Preparing the Unprepared

Submitted By:
Pearl Rock Kane, Teachers College, Columbia University, New York, NY

Independent schools, representing fewer than 1.5 percent of all schools in America, are granted tax exempt status, partly because the schools serve as models of R&D, showing what is possible for all students. With small classes, and freedom from mandated tests in most states, independent schools have been allowed to invent themselves to meet the needs of the students and families they serve. As a sector, however, independent schools have seldom served as models for public schools. A recently released study by The New Teacher Project (TNTP) offers a compelling reason to get involved. Public school graduation rates have reached record highs masking a troubling finding that many students graduate from high school unprepared for success in college or jobs.

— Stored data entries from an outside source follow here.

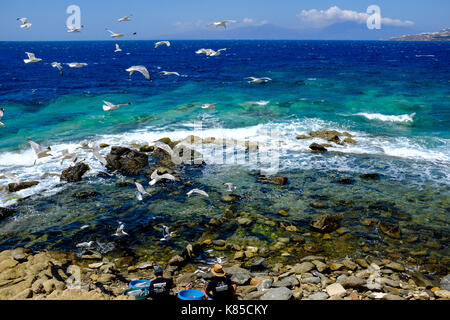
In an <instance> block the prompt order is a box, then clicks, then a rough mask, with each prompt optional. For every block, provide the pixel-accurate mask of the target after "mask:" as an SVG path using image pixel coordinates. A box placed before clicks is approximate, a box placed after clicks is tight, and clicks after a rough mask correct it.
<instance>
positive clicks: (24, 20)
mask: <svg viewBox="0 0 450 320" xmlns="http://www.w3.org/2000/svg"><path fill="white" fill-rule="evenodd" d="M16 20H18V21H20V22H22V24H21V25H20V27H21V28H22V29H30V28H31V26H32V24H31V23H29V22H28V19H27V18H17V19H16Z"/></svg>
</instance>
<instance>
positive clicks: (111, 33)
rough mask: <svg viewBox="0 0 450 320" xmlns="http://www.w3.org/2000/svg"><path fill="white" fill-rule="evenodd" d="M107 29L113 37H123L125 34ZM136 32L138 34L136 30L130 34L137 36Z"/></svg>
mask: <svg viewBox="0 0 450 320" xmlns="http://www.w3.org/2000/svg"><path fill="white" fill-rule="evenodd" d="M106 31H108V32H109V33H111V38H123V37H124V36H125V34H124V33H115V32H114V31H112V30H109V29H106ZM136 34H137V33H136V32H134V33H131V34H129V35H130V36H135V35H136Z"/></svg>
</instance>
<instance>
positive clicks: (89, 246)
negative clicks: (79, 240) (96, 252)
mask: <svg viewBox="0 0 450 320" xmlns="http://www.w3.org/2000/svg"><path fill="white" fill-rule="evenodd" d="M93 244H94V241H89V242H81V243H78V244H77V245H76V247H77V248H83V249H90V248H92V245H93Z"/></svg>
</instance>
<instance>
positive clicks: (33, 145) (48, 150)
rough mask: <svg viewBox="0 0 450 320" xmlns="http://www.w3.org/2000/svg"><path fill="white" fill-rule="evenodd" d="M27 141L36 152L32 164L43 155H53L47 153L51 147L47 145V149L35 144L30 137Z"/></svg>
mask: <svg viewBox="0 0 450 320" xmlns="http://www.w3.org/2000/svg"><path fill="white" fill-rule="evenodd" d="M28 143H29V144H30V146H31V148H32V149H33V151H34V153H36V156H37V159H36V160H34V164H36V161H38V160H39V159H41V158H45V157H53V155H52V154H49V152H50V151H51V150H52V148H50V147H47V149H45V148H43V147H42V146H41V145H39V144H37V143H36V142H34V141H33V140H31V139H28Z"/></svg>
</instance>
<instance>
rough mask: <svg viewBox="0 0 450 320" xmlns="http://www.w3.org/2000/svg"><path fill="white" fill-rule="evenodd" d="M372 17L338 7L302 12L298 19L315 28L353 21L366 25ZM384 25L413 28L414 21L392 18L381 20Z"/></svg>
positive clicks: (367, 14)
mask: <svg viewBox="0 0 450 320" xmlns="http://www.w3.org/2000/svg"><path fill="white" fill-rule="evenodd" d="M369 16H370V15H369V14H367V13H365V12H357V11H352V10H342V9H340V8H339V7H337V6H334V7H331V8H329V9H328V10H317V9H311V10H302V12H300V13H299V14H298V15H297V17H298V18H299V19H300V20H302V21H303V22H306V23H308V24H310V25H311V26H313V27H326V26H329V25H332V24H334V23H337V22H346V21H353V22H356V23H361V24H362V23H366V21H367V18H368V17H369ZM381 16H383V15H381ZM381 23H382V25H383V24H384V25H389V26H412V25H413V24H414V22H412V21H402V20H398V19H391V18H383V17H382V18H381Z"/></svg>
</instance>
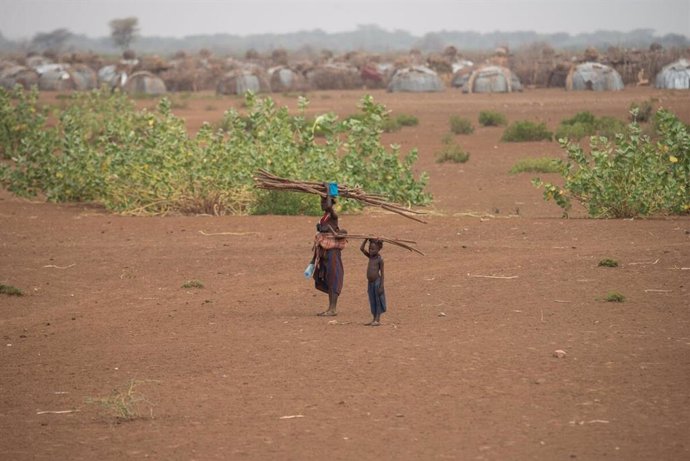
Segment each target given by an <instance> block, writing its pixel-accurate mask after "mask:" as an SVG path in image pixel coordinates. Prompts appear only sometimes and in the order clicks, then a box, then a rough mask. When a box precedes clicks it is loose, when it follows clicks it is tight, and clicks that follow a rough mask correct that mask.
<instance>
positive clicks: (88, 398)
mask: <svg viewBox="0 0 690 461" xmlns="http://www.w3.org/2000/svg"><path fill="white" fill-rule="evenodd" d="M144 382H146V381H137V380H134V379H132V380H130V381H129V382H128V383H127V384H126V385H125V386H124V388H116V389H113V391H112V392H111V393H110V395H108V396H106V397H96V398H93V397H89V398H87V399H86V403H89V404H97V405H99V406H100V407H101V408H102V409H103V410H105V411H106V412H107V413H108V415H109V416H113V417H115V418H116V419H117V420H118V421H132V420H134V419H138V418H145V417H146V416H145V415H143V414H142V410H143V409H144V408H143V407H145V406H146V407H148V410H149V415H148V417H150V418H152V417H153V404H152V403H151V402H149V400H148V399H147V398H146V397H145V396H143V395H142V394H140V393H139V391H138V390H137V387H138V386H139V385H140V384H142V383H144Z"/></svg>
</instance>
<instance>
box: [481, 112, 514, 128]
mask: <svg viewBox="0 0 690 461" xmlns="http://www.w3.org/2000/svg"><path fill="white" fill-rule="evenodd" d="M479 124H480V125H481V126H505V125H507V124H508V119H507V118H506V116H505V115H504V114H502V113H500V112H495V111H491V110H483V111H481V112H479Z"/></svg>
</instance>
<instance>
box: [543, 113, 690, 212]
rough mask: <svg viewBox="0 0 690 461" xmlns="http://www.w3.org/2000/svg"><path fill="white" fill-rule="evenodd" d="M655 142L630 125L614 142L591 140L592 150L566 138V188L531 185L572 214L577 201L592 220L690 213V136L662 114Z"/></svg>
mask: <svg viewBox="0 0 690 461" xmlns="http://www.w3.org/2000/svg"><path fill="white" fill-rule="evenodd" d="M654 126H655V127H656V132H655V134H654V137H653V138H651V137H649V136H646V135H644V134H642V132H641V129H640V126H639V125H638V124H637V123H631V124H630V125H629V126H628V127H627V128H626V129H625V130H624V132H622V133H619V134H618V135H617V136H616V138H615V143H612V142H611V141H609V140H608V139H607V138H604V137H592V138H591V140H590V145H589V149H588V150H585V149H583V148H582V146H580V145H579V144H578V143H574V142H568V141H567V140H565V139H561V140H560V141H559V142H560V144H561V147H562V148H563V149H564V150H565V151H566V153H567V160H565V161H561V162H560V167H561V169H560V174H561V176H562V178H563V185H562V186H558V185H555V184H552V183H544V182H542V181H541V179H539V178H535V179H534V180H533V181H532V183H533V184H534V185H535V186H537V187H543V188H544V199H545V200H547V201H548V200H554V201H555V202H556V204H557V205H558V206H560V207H561V208H562V209H563V213H564V216H567V215H568V212H569V210H570V209H571V206H572V203H571V202H572V200H576V201H578V202H579V203H581V204H582V205H583V206H585V207H586V208H587V211H588V214H589V216H591V217H601V218H632V217H637V216H647V215H653V214H688V213H690V131H689V130H688V128H687V126H686V125H685V124H684V123H683V122H681V121H680V120H679V119H678V118H677V117H676V116H675V115H674V114H672V113H671V112H668V111H666V110H659V111H657V113H656V115H655V123H654Z"/></svg>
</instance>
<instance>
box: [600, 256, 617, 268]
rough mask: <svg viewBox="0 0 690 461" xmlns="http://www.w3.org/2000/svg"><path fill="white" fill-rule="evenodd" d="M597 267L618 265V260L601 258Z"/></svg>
mask: <svg viewBox="0 0 690 461" xmlns="http://www.w3.org/2000/svg"><path fill="white" fill-rule="evenodd" d="M599 267H618V261H616V260H615V259H608V258H606V259H602V260H601V261H599Z"/></svg>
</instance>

They enroll in college and land in remedial courses, or start jobs and discover that they’re missing skills for productive employment. Students have been told that doing well in school and meeting expectations will prepare them for the future. Unfortunately, researchers claim, that’s a myth, and not because they can’t master challenging material. Often, it seems, they are seldom given a chance to try. Most students, especially students of color, those from low-income families, and those with mild disabilities, miss out on four crucial components of learning: grade-appropriate assignments, strong instruction, deep engagement, and teachers with high expectations. These are the very practices independent schools have long claimed contribute to student success, opening the possibility for independent schools to be a resource.